[1] Interested in learning more about his Irish heritage, O'Murnaghan joined the Gaelic League, through which he became close friends with Douglas Hyde and Arthur Griffith.
[2] Around 1917, O'Murnaghan designed five Christmas cards for Sinn Féin, which are now held in the National Museum of Ireland.
His printed ornamentations appeared in the first issue of the Dublin Magazine in September 1923, illustrating a series by Ella Young entitled "The adventures of Gubbaun Saor and his son".
O'Murnaghan designed the Celtic motif for a new Donegal hand-tufted carpet for the Dáil, Leinster House.
[3] He designed the cover of the 1932 Saorstat Eireann, the Irish Free State official handbook, which was edited by Bulmer Hobson.
[2] In 1922 he was commissioned to illuminate The Book of the Resurrection (Leabhar na hAiséirighe) by the Irish Free State government, with funds raised for this commission through the sale of the Éire page, the winning design which O'Murnaghan had submitted to the selection committee.

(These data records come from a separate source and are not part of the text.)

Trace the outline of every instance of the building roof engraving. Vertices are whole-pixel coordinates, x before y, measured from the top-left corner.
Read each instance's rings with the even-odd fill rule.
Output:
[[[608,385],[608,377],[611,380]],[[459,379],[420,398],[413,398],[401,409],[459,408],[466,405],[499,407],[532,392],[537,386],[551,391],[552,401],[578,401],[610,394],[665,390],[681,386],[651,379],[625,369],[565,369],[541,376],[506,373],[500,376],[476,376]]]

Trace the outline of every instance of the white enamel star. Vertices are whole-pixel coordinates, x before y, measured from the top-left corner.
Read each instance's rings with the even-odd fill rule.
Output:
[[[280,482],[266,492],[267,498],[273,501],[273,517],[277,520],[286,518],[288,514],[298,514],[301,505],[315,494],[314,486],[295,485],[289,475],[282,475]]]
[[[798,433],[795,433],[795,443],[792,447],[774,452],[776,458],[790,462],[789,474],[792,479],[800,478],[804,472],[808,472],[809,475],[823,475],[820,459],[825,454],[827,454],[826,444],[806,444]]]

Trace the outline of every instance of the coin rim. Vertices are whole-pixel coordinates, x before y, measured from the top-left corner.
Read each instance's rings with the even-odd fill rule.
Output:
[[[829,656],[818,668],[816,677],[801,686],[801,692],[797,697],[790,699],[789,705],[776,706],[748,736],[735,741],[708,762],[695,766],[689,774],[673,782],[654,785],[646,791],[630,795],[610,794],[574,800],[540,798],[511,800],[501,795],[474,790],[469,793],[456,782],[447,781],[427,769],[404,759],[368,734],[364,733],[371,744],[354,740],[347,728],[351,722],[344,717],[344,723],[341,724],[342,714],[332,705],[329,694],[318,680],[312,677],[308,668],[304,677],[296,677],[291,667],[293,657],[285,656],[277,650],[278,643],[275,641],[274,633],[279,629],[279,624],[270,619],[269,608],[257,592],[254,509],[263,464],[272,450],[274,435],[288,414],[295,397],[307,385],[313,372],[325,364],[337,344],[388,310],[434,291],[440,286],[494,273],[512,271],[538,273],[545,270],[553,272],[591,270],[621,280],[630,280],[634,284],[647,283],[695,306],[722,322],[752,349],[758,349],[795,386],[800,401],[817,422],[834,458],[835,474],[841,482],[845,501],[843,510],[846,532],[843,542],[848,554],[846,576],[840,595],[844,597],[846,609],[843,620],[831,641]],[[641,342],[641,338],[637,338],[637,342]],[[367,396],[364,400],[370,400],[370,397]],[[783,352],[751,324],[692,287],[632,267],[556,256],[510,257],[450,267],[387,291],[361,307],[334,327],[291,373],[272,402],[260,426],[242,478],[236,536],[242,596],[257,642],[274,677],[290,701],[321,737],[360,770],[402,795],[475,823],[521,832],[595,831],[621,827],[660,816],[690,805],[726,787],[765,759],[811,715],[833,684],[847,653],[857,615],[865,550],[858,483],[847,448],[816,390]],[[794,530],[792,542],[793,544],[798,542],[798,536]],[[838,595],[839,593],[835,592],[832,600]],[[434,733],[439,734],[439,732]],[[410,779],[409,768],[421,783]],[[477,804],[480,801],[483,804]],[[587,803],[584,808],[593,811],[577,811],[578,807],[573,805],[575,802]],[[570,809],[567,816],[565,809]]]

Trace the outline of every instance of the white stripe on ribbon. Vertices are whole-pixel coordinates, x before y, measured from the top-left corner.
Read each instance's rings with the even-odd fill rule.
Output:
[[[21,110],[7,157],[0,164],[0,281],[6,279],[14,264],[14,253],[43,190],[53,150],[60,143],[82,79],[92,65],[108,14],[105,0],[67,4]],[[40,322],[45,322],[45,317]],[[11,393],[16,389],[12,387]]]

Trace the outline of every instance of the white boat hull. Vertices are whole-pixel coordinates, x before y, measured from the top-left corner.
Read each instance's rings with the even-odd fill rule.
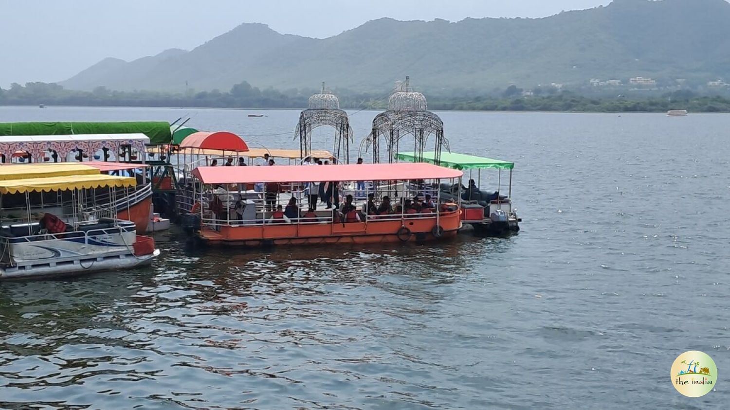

He started the work on Holy Saturday, 19 April 1924, completing the first nine and half folios by spring 1927 receiving a weekly fee of 30 shillings.
O'Murnaghan ground and mixed his own paints, in the tradition of medieval artists, basing his designs on earlier illuminated manuscripts.
[2][5][6] O'Murnaghan was interested in archaeology, conducting some excavations at Newgrange, and compared the site with the Egyptian pyramids.